Patient Communication and Prevention Counselling (Section 5): Demonstrates a structured, empathetic communication framework for one case; includes diagnosis disclosure, treatment adherence rationale, and specific environmental prevention measure. 15 pts Structured counselling framework present (acknowledge, inform, explain why, advise, check understanding); treatment adherence rationale is disease-specific (e.g., full 14-day primaquine for hypnozoite clearance; full 6-week brucellosis regimen to prevent relapse); prevention measure is specific and local-context appropriate.

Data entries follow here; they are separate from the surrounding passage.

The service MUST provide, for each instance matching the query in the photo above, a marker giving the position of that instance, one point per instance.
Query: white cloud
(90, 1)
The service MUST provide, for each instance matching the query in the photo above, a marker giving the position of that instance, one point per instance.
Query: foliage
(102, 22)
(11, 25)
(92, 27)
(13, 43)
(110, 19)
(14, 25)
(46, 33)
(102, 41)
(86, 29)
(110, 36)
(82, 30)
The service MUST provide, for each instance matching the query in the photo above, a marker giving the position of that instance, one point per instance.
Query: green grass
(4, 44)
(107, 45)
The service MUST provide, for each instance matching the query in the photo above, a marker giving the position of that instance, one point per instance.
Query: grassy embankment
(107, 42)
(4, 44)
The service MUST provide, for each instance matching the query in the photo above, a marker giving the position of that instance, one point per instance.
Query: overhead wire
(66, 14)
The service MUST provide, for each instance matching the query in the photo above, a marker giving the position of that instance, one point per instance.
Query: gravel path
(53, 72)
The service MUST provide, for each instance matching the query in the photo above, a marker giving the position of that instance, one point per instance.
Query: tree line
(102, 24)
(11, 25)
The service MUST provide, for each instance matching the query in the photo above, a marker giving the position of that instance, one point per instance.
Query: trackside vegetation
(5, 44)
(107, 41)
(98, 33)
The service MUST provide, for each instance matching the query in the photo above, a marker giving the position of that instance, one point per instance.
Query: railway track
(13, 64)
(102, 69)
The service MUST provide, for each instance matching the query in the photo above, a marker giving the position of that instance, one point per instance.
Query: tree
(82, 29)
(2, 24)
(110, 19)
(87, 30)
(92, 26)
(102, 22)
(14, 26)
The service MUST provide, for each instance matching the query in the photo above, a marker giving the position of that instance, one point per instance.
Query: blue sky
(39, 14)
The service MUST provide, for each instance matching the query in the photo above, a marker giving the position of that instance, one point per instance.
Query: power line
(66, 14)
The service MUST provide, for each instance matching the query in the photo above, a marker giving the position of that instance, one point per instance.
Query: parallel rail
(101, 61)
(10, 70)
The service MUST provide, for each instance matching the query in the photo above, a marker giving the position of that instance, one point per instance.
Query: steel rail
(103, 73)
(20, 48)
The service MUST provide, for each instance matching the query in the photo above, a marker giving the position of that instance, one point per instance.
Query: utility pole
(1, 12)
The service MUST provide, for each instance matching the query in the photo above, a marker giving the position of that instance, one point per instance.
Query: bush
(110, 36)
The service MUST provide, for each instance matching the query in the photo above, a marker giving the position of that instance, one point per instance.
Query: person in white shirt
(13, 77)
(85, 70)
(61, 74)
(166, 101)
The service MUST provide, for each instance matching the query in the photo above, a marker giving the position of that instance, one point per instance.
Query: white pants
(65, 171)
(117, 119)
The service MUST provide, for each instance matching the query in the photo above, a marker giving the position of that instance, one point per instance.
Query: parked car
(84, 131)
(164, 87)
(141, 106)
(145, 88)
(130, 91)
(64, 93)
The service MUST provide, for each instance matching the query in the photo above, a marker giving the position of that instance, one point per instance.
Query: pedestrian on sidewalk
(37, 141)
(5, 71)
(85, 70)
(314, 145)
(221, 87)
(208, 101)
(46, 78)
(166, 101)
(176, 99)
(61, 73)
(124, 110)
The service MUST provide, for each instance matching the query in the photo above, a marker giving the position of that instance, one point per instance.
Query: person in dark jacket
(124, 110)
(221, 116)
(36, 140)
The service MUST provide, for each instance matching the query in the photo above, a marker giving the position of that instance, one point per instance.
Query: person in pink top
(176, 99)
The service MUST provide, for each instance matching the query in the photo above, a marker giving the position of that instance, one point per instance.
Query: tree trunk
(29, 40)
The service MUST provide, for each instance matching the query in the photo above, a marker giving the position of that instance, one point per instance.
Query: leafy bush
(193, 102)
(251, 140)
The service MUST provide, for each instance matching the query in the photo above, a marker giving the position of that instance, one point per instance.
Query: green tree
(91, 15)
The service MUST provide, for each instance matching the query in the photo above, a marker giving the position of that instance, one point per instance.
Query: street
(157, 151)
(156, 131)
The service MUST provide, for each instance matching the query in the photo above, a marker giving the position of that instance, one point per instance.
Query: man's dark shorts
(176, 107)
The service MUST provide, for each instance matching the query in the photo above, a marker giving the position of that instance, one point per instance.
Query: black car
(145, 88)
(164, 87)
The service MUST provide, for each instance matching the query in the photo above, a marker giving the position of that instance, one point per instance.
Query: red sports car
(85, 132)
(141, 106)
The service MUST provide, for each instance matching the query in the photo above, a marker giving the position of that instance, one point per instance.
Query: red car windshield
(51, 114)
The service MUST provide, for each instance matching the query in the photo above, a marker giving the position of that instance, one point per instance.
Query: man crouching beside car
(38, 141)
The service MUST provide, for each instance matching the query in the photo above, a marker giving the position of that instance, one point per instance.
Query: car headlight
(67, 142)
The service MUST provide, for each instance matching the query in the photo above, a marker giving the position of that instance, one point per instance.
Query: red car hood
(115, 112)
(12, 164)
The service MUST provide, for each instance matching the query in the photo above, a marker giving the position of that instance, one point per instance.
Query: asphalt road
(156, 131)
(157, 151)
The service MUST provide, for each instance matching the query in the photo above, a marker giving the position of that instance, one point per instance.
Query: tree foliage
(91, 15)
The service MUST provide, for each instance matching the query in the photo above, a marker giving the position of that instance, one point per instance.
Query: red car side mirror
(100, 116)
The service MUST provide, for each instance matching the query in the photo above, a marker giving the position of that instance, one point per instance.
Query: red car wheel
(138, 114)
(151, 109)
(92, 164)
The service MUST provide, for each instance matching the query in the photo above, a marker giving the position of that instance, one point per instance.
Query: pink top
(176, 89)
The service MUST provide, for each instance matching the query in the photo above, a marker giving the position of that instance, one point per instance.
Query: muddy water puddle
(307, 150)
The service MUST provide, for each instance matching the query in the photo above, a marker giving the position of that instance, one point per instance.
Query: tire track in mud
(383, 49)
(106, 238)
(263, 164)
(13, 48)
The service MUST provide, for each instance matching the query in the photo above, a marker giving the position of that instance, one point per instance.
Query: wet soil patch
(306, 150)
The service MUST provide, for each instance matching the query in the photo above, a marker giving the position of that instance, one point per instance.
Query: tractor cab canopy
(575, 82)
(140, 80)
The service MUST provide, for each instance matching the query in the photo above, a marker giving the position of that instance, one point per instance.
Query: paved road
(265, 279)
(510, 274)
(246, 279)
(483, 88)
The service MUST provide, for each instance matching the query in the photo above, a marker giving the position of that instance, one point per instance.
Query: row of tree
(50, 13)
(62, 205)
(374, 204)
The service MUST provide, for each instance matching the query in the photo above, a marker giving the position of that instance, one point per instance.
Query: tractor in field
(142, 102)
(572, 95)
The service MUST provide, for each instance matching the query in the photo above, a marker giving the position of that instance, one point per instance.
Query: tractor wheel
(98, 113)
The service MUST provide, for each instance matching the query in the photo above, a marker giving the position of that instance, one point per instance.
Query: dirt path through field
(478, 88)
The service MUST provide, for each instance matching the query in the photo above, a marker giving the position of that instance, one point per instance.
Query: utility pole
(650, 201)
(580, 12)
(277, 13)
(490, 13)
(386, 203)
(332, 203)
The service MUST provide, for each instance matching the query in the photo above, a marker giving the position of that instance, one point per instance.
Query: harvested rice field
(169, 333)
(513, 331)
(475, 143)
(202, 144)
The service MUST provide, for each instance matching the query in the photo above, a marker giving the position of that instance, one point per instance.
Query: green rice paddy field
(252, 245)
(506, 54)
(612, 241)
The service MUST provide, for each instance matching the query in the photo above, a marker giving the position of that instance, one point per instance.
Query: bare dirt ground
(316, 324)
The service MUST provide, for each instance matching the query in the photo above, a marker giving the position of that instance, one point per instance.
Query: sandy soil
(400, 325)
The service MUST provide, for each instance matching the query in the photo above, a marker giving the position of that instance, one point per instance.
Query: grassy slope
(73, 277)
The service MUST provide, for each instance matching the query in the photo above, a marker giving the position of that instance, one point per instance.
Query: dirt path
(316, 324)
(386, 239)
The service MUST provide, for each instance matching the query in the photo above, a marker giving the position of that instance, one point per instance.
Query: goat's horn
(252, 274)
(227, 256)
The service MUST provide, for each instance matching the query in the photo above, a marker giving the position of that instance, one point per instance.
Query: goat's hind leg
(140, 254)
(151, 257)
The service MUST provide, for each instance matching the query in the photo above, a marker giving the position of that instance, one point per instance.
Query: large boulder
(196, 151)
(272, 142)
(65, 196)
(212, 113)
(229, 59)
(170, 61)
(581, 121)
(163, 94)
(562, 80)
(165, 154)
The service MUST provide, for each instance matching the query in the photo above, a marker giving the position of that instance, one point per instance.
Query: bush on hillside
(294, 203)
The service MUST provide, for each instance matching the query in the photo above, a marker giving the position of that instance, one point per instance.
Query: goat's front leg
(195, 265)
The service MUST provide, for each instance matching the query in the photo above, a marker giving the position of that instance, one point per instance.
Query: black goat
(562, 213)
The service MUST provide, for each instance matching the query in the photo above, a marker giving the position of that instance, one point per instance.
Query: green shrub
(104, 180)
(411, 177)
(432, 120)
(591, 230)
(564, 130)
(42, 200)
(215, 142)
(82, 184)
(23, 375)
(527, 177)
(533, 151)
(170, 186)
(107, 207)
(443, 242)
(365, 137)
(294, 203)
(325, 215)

Antimicrobial Stewardship Reflection (Section 6): Critically reflects on a specific stewardship principle illustrated by one of the three cases; identifies the resistance mechanism relevant to that organism; and proposes one stewardship action. 5 pts Specific stewardship principle identified (not generic); resistance mechanism named (e.g., OXA carbapenemase in Acinetobacter, NARST in S. Typhi, OprD loss in Pseudomonas, efflux pump in MDR enterics); stewardship action is concrete and institution-level applicable.

PEER REVIEW

Review your peer's assignment using the rubric. For each section, assign a score and write one specific comment justifying the score — do not copy the rubric descriptor verbatim. For Section 3 (Management), verify: (1) that the ACT regimen for falciparum includes primaquine with the G6PD rationale; (2) that the brucellosis plan is combination therapy for 6 weeks, not monotherapy; (3) that the meningococcal management sequence is correct (cultures first, then dexamethasone + antibiotics, not LP first). Flag any use of chloroquine for P. falciparum or fluoroquinolone alone for typhoid as factual errors. Submit your review within 72 hours.